It's usually best for a team to agree on a standardized glossary and a well-defined level of granularity for tracking and estimating, rather than defining these things on an individual basis. However, if you must go it alone, then generalizing activities into broad categories can be a useful technique.
Use Broad (But Meaningful) Categories When Possible
[N]ow I need to create a tag for the time I spent changing emails about minor details like issues, resource allocation and so on.
I'm not sure what you mean by "changing" emails, but in general I would lump this type of activity under one or more of the following categories:
- Project communications, because email is a form of communication.
- Project planning, because issues and resources affect plans and schedules.

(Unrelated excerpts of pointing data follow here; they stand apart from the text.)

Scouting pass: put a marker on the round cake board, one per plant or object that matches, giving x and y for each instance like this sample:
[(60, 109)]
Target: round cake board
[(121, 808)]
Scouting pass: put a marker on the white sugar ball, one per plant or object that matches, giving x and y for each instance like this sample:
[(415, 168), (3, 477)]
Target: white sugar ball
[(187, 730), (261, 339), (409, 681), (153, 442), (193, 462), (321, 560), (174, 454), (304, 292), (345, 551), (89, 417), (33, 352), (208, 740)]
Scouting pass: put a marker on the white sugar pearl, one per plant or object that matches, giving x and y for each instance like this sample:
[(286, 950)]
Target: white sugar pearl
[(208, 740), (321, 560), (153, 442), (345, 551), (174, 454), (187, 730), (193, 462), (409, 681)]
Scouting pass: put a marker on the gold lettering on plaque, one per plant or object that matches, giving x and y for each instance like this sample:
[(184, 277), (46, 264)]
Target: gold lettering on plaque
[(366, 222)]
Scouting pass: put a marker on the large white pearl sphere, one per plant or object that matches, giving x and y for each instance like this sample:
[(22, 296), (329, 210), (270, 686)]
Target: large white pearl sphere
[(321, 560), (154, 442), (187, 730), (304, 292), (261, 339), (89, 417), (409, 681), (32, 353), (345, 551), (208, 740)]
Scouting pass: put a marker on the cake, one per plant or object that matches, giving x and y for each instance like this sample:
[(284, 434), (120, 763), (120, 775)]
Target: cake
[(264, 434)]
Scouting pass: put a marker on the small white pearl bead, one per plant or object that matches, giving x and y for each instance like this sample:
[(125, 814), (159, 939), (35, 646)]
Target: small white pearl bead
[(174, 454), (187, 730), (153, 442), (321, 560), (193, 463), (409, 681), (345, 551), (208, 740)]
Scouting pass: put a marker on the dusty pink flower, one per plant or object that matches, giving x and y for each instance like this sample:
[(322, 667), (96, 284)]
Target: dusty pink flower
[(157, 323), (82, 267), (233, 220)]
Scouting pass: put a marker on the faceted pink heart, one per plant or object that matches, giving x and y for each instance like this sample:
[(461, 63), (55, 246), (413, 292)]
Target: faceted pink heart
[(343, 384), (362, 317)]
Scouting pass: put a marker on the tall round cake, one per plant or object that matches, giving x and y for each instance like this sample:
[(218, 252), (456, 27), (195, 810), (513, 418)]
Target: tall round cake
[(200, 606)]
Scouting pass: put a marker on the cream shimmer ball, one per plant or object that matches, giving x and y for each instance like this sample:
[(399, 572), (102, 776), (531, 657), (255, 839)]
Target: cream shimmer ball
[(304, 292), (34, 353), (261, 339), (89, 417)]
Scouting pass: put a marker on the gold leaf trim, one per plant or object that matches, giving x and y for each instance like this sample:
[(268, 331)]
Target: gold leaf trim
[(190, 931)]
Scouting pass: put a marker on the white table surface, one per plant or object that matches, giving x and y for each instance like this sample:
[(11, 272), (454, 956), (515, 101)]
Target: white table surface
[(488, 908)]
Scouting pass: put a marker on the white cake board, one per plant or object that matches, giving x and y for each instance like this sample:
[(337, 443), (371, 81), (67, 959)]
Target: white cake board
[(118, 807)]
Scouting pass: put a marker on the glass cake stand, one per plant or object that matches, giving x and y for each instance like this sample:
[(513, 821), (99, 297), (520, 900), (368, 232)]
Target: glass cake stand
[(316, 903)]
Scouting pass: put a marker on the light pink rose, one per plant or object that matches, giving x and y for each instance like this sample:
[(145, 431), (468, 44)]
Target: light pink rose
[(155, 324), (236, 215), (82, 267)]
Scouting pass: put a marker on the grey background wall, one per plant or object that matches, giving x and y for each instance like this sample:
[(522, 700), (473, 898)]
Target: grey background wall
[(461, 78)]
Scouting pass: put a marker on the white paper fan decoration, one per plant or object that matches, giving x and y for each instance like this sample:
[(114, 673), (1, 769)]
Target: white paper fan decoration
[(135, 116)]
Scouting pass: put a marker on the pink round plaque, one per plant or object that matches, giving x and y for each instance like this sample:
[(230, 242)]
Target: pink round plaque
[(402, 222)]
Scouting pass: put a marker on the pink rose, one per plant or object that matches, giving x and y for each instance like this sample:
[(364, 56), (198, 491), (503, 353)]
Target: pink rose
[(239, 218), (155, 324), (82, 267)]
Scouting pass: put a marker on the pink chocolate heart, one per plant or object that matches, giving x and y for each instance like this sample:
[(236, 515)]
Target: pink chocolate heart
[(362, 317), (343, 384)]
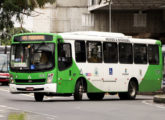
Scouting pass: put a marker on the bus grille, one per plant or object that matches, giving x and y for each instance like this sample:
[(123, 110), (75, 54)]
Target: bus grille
[(29, 81)]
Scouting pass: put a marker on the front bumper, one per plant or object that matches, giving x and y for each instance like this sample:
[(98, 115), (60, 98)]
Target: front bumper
[(46, 88)]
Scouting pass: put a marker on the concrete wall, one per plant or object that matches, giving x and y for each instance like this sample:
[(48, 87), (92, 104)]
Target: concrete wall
[(123, 21), (67, 15)]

- Issue tracking, because it sounds as if your team is using email as an issue tracker.
(NB: Whether or not this is a good idea is totally beside the point.)
Build Team Consensus Around Categories and Granularity
Of course, it doesn't really matter what strangers on the Internet think. This is a case where there isn't an objectively correct answer. Instead, you should work with your team (and specifically with your managers) to determine:
How they would like to see activities categorized.
Agreed-upon definitions that are standardized for your project are always more useful than ad-hoc labels. Standard categories improve communications and make the data more useful to management and for building accurate estimates.
What level of granularity they need in time tracking.
As discussed in this answer and in other questions, answers, and comments on this site, reporting should be done at a level that is useful. It may turn out that your time-tracking categories can be much more high-level than you assume...or possibly not. Either way, you won't know unless you ask.